Sementara kopi mentah Robusta dituakan selama 5 tahun sehingga kafeinnya berkurang dan kopi juga menjadi lebih harum. Setelah proses penuaan di gudang, kopi disangrai (roasting) menggunakan mesin roasting berbahan bakar kayu karet. Yang menarik, mesin yang digunakan masih mesin buatan Jerman yang sama sejak tahun 1930 loh!

Rupanya mempertahankan nilai tradisi, proses pembuatan dan kualitas menjadi kunci agar Kopi Aroma tetap di hati para pelanggan setianya.

"Kopi Aroma sengaja menyangrai kopi pada hari yang sama dengan hari kopi dijual agar pelanggan dapat menikmati kopi yang harum. Kopi yang dibeli disarankan untuk segera dikonsumsi dalam waktu 2 minggu-1 bulan. Pembelian setiap pelanggan dibatasi paling banyak 3 kg karena kami tidak sanggup memenuhi seluruh permintaan konsumen kami," tulis penjelasan dalam situs Kopi Aroma.

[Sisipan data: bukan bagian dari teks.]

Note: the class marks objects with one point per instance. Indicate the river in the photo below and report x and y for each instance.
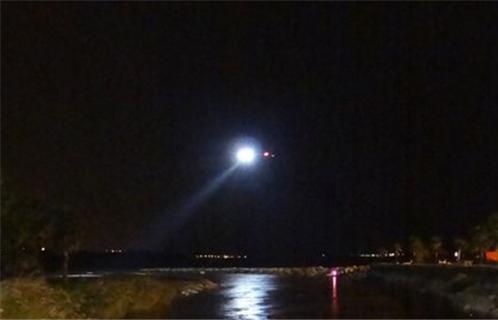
(257, 296)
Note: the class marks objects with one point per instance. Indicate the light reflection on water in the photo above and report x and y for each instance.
(248, 296)
(335, 302)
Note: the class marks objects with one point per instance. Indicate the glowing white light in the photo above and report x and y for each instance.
(246, 155)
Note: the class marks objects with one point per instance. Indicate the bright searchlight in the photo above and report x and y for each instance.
(246, 155)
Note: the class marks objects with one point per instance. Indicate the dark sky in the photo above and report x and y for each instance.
(384, 118)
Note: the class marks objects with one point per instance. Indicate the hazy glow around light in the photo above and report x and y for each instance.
(246, 155)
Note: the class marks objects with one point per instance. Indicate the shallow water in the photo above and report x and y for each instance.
(257, 296)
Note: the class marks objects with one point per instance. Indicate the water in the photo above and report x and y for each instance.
(257, 296)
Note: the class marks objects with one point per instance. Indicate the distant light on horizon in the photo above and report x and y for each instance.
(246, 155)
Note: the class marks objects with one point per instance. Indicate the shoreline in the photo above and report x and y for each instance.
(473, 290)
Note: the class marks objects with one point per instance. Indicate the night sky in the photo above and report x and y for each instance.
(383, 117)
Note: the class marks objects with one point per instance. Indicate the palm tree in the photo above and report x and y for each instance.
(461, 245)
(418, 249)
(436, 246)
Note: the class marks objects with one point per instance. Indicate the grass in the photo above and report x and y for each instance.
(106, 297)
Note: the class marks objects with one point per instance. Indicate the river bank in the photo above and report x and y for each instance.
(474, 290)
(94, 297)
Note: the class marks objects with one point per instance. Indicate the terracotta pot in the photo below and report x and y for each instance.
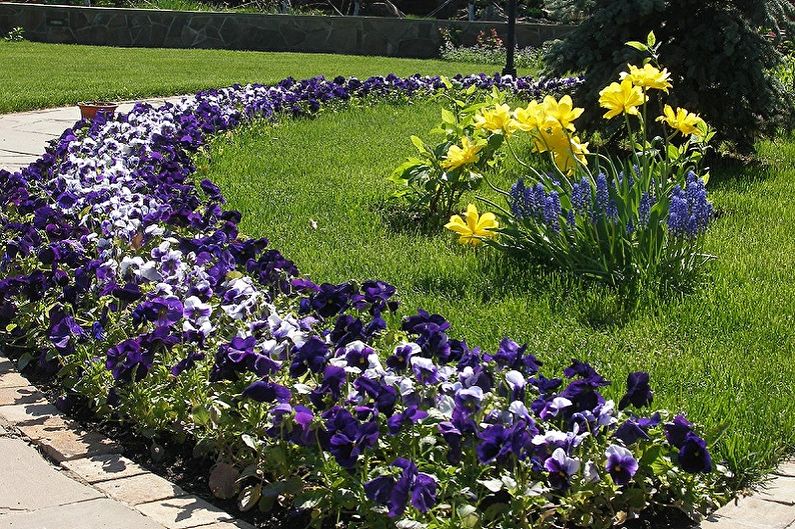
(89, 109)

Bagi kamu yang tertarik mencoba kopi legendari Kota Bandung ini bisa datang langsung ke Jalan Banceuy 51, Bandung, karena Kopi Aroma tidak memiliki agen, cabang, maupun kafe. Ada dua jenis kopi yang ditawarkan yakni Robusta dan Mokka Arabika. Kami bisa membeli dalam bentuk biji matang (roasted beans), giling halus (fine grind) untuk penyajian kopi tubruk, giling medium (medium grind) untuk Espresso Machine, French Press, Mokka Pot, Vietnamese Drip, Pour Over (V60, Chemex), Syphon, dan juga giling kasar (coarse grind) untuk Coffee Maker/Automatic Dripper.

Untuk harga, Mokka Arabika kemasan 250 gram dibanderol Rp35.000 dan 500 gram seharga Rp70.000. Sedangkan untuk Robusta kemasan 250 gram dibanderol Rp25.000 dan 500 gram seharga Rp50.000. Jangan lupa mampir ya untuk mencoba kopi legendaris Indonesia ini!